Every generation thinks it is different from past generations. To a certain extent, this sentiment is valid. Today’s young adults grew up in different times than previous generations and therefore may have significantly different viewpoints on political, consumer, economic, and technological issues than you or I. These shifting perspectives influence people’s behaviors. Edward A. Filene understood this powerful dynamic when in a radio address in 1937 he said, “Let’s be honest about it. In such changing times as these, we of the older generation are not equipped to tell the younger generation how to live. For the world in which we got our experience has passed away; and it is up to you to learn how to live in a very different kind of world.” In other words: It is your world . . . create it.
What is the research about?
As credit unions seek to understand and better serve the next generation of consumers, it becomes essential to understand how young adults are creating their financial lives. therefore, this research project studies young adults’ financial behaviors and compares these behaviors (when applicable) to all households. Jinkook Lee, a professor of consumer sciences at Ohio State University and a Filene Research Fellow, utilizes the Consumer Finance Monthly, a nationally representative sample of U.S. households from a monthly survey con-ducted by Ohio State University, to conduct the research.

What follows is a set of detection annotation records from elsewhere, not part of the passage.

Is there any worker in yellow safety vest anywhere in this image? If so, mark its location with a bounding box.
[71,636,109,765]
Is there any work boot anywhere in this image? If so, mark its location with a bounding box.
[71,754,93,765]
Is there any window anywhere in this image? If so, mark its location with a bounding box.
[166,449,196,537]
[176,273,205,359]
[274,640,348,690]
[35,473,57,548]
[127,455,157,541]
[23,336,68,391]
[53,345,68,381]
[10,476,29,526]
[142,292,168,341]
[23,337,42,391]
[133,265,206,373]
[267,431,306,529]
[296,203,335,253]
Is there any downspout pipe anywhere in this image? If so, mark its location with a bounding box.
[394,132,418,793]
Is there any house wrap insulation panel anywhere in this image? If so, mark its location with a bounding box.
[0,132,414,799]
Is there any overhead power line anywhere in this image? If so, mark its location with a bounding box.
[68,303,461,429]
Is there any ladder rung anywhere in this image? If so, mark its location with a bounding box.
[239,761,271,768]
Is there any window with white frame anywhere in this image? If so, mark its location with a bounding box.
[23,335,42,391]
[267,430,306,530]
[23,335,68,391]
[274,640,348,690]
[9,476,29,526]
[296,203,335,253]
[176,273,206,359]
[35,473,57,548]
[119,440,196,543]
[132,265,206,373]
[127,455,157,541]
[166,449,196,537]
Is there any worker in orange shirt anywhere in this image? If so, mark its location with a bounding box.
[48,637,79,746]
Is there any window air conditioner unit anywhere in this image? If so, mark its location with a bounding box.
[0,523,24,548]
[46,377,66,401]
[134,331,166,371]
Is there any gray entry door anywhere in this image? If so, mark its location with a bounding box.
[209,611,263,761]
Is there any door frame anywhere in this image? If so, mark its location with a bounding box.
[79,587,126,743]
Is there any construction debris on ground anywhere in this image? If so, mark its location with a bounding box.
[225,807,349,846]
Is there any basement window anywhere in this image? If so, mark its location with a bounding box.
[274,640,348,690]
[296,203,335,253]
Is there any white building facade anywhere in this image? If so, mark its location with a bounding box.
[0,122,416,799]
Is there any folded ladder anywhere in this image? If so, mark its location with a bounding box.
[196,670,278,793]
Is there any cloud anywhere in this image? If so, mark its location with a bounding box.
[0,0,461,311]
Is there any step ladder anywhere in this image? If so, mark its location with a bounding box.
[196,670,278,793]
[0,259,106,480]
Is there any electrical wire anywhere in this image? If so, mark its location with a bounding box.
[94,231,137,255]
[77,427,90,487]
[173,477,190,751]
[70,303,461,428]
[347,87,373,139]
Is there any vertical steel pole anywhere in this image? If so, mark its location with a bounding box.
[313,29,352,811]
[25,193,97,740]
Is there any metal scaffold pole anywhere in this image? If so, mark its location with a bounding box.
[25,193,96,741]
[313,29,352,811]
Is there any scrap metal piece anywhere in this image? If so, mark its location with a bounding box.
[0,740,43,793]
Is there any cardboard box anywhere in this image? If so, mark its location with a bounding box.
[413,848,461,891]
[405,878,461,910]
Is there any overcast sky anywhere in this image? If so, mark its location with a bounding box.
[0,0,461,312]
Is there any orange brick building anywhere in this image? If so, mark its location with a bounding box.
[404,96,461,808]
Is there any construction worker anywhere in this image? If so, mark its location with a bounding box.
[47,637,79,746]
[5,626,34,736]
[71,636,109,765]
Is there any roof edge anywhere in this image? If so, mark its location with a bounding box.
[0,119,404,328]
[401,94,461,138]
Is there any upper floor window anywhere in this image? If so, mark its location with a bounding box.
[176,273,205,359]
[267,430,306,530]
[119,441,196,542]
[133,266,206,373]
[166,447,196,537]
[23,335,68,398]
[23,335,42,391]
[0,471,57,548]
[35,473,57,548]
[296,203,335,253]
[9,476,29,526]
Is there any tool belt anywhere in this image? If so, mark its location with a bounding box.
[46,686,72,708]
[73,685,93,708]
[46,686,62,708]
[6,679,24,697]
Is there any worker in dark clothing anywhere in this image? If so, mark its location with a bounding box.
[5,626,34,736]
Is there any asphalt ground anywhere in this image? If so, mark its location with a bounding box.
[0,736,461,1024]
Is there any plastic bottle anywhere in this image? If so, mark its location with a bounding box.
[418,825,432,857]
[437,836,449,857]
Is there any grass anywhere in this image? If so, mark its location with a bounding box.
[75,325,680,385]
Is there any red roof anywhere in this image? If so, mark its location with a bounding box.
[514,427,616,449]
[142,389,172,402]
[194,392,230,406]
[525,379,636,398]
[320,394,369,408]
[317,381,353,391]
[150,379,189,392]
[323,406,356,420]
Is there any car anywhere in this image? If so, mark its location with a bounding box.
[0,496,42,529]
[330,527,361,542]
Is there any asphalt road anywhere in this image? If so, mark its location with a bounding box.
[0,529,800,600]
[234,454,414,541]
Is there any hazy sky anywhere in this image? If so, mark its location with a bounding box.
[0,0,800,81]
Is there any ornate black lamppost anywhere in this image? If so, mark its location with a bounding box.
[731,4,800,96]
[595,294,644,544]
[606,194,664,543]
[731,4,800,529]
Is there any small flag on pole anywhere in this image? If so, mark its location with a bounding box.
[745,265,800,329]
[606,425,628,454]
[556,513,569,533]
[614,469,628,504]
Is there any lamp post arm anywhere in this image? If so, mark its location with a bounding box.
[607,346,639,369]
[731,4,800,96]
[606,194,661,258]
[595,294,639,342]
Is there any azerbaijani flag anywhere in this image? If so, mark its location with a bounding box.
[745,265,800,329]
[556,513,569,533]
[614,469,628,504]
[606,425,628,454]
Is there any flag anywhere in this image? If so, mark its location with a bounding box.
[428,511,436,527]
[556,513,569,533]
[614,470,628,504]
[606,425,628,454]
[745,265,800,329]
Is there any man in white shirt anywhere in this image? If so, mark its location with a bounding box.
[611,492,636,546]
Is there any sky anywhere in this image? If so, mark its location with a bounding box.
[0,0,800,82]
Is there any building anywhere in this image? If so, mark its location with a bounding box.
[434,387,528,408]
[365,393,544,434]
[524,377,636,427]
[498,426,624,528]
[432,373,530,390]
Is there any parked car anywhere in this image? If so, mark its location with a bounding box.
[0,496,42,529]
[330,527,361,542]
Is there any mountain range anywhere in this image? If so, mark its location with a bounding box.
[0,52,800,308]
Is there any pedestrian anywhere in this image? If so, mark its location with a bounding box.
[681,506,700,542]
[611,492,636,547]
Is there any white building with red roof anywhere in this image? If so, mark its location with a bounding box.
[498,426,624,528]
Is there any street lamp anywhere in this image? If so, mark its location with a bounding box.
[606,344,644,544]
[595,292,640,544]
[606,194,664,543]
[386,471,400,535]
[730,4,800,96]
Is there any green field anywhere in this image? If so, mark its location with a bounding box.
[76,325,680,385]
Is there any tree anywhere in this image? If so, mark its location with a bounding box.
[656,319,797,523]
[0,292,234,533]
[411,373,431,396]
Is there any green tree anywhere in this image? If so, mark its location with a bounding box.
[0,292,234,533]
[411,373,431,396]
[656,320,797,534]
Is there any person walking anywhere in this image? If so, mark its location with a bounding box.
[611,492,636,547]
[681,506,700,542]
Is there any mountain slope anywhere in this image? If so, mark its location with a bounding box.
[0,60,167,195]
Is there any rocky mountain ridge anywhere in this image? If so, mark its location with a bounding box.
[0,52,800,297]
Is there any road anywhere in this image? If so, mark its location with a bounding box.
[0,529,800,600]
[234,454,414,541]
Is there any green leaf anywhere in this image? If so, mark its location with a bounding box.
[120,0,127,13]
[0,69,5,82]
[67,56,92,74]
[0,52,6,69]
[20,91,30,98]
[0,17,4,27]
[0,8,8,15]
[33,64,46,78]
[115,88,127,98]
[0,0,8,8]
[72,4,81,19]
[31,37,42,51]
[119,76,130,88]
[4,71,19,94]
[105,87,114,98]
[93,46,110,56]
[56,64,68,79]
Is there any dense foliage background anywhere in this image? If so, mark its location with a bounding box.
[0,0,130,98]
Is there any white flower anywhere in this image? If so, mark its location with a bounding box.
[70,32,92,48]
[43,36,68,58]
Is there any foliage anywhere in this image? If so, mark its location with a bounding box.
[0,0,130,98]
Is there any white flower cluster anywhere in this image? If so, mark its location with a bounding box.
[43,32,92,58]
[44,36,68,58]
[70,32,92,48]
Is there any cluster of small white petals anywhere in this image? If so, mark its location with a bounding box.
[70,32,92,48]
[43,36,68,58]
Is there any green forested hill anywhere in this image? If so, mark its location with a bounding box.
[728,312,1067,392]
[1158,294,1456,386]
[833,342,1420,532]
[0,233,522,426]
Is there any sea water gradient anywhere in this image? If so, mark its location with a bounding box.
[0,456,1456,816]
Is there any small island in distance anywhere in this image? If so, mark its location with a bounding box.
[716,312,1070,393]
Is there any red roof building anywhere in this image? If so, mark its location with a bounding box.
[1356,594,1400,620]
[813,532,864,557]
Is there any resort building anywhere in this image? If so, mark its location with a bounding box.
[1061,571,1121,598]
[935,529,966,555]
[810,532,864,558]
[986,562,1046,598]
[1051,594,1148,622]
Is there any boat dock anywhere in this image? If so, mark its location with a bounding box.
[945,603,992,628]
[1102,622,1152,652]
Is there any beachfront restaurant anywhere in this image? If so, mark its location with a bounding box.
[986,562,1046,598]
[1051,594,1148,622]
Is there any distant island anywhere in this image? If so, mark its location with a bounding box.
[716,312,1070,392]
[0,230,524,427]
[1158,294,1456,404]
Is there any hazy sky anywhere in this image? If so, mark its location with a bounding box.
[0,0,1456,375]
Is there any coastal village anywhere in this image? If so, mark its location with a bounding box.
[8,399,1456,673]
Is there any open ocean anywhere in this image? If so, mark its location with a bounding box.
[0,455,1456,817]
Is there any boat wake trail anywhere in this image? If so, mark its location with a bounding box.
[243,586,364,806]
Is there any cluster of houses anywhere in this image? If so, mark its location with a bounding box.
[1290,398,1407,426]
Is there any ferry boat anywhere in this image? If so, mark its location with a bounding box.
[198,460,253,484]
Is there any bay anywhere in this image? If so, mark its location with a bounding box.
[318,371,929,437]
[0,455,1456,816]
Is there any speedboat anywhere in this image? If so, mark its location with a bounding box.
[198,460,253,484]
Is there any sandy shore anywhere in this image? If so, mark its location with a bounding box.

What are the credit union implications?
Today’s 18–34-year-old demographic represents the next generation of credit union borrowers and savers. Credit Union National Association (CUNA) reports that since the mid-1980s credit unions have struggled to convert this demographic into full- service members. Careful study of how this new generation is different from (and similar to) past generations could help reverse this long- term trend. More important than careful study, though, is action. Every day that credit unions delay a well- thought-out young adult strategy is another day their competitors gain in cementing a relationship with this demographic. Therefore, we propose three practical implications:
- When describing your value proposition to a young adult market, study the top reasons this segment chooses their primary financial institution. Credit unions rightfully promote the service advantage they possess over banks, but this factor may not weigh heavily for a consumer who is new to financial services.
- Young adults evaluate financial institutions along roughly the same key dimensions as all other households: Convenience, for example, is always the most important element. However, a 25-year-old’s perception of convenience may be very different from a retired couple’s. Take the opportunity to understand what elements of convenience matter most to young adults. Hint: Convenience may not mean an extensive branch network, but a cohesive multi- channel delivery system that includes storefront branches, online banking, kiosks, and drive- throughs, each with varying degrees of importance based on the task the individual consumer is trying to accomplish.
- Data on specific payment choices provide a host of signals for credit unions to understand how young consumers are creating their financial relationship. These behavioral cues may permit you to create services and products that truly meet the needs and wants of the coveted young adult market.